If the matrix is symmetric, it is diagonalizable and the obtained matrix $P$ can be chosen to be orthogonal.
If all the eigenvalues are distinct, then it is diagonalizable, i.e. An $n\times n$ matrix $A$ is diagonalizable over the field $F$ if its charactheristic polynomial has $n$ distinct roots in $F$.
If the sum of the dimension of the eigenspace is equal to $n$, then it is diagonalizable.
A square matrix is diagonalizable if and only if its minimal polynomial is squarefree.

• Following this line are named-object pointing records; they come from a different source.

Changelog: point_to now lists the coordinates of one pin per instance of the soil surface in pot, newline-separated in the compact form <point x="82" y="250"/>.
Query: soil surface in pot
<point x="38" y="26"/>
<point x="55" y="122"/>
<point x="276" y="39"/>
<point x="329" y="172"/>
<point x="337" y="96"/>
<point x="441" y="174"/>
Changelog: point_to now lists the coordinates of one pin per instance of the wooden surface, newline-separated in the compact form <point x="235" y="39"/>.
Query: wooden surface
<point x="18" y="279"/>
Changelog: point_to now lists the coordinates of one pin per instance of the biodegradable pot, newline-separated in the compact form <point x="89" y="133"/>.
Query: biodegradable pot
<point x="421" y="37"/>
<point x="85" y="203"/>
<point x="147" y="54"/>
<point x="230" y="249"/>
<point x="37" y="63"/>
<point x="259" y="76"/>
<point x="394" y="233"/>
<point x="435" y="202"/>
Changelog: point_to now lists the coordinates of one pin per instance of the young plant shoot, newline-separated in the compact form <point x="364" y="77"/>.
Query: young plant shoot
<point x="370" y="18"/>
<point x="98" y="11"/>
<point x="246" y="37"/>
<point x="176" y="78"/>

This needs a bit of explanation. The base field, the smallest field containing the entries of the matrix, may not contain all the roots of the minimal polynomial; for example, a real matrix and minimal $x^2 + 1.$ Furthermore, enlarging the field does not change the minimal polynomial. However, it may allow us to factor, as in $x^2 + 1 = (x-i)(x+i).$ Here we can see clearly that the two linear factors are distinct. Put another way, the roots of the minimal polynomial in any field extension are distinct.
By Cayley-Hamilton, we do not need to find roots to confirm the minimal polynomial, just find the lowest degree polynomial dividing the characteristic polynomial that annihilates the matrix.
See Proposition 2.8 and Examples 2.9 in Michael Stoll, on pages 5 and 6.